Filed under: Publications
The House of Breathings has just announced the publication of a six-volume edition of the papers and notebooks for Ulysses held by the National Library of Ireland. Edited and annotated by Danis Rose, this collection includes several notebooks for Ulysses as well as drafts of some of the major episodes including “Cyclops,” “Sirens,” and “Circe” among others. Much (though not all) of this material came from the Alexis Léon papers purchased by the NLI in 2002. The individual volumes themselves are relatively expensive, ranging between $100 and $330 individually, or $1060 for the entire set.

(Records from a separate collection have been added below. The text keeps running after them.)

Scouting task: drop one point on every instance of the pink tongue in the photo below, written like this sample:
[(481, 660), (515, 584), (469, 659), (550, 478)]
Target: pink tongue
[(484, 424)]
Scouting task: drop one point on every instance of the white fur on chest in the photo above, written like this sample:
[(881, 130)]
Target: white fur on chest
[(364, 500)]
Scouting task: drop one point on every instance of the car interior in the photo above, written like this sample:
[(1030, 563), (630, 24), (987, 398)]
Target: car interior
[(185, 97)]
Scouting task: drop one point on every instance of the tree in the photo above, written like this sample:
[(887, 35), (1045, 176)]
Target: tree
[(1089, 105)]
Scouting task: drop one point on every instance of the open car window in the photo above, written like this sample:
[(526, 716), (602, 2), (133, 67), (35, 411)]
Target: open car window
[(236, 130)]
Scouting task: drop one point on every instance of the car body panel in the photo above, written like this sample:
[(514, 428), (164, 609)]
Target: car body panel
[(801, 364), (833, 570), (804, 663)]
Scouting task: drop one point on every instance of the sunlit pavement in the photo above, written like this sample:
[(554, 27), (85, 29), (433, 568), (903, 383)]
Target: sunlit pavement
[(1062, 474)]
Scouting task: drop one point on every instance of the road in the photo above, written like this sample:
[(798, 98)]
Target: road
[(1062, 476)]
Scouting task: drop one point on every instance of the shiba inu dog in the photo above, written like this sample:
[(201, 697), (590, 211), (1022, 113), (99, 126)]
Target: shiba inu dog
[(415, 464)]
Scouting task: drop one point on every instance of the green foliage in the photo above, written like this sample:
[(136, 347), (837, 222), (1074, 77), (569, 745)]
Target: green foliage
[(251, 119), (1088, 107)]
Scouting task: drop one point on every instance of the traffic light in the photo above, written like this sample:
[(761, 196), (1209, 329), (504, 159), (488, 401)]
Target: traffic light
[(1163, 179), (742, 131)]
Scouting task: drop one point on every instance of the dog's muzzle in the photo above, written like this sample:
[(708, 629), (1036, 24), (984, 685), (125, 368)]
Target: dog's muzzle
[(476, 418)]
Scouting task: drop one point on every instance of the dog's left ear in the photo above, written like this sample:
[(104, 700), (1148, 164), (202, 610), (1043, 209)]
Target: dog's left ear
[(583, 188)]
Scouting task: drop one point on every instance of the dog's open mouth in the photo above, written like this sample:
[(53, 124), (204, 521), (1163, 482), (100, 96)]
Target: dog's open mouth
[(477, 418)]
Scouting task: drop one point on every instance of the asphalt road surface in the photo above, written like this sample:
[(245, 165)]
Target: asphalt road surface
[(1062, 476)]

Rose offers a detailed explanation for his decision to bring these notebooks out now including an extended comment on their copyright status. As he notes (and as JJQ’s Copyrights Editor recently pointed out to me), there is a strange wrinkle in EU copyright law: when a previously unpublished work enters the public domain, the first person to publish it gains a new copyright of twenty-five years in the material. This means that when these notebooks appear, Rose will own this EU copyright. (The provision and thus this copyright does not exist in US law.) After describing this situation, Rose writes that he wants to assure open access to these works and thus ”I will make over to the Irish State such rights in the Joyce text in the Ulysses documents that I have acquired.” His own annotations and editorial matter, of course, are not covered by such a promised license.
We clearly find ourselves in exhilarating if uncertain times as Joyce’s published and unpublished works fall unevenly into a patchwork public domain that varies widely across national borders. For the moment, I happily greet the arrival of this publication and hope that all institutions and rights holders endeavor to make Joyce’s published and unpublished works widely available to a global audience of teachers, critics, scholars, and readers.
JJQ has requested review copies from the House of Breathings and hope to publish a full review essay as soon as we can.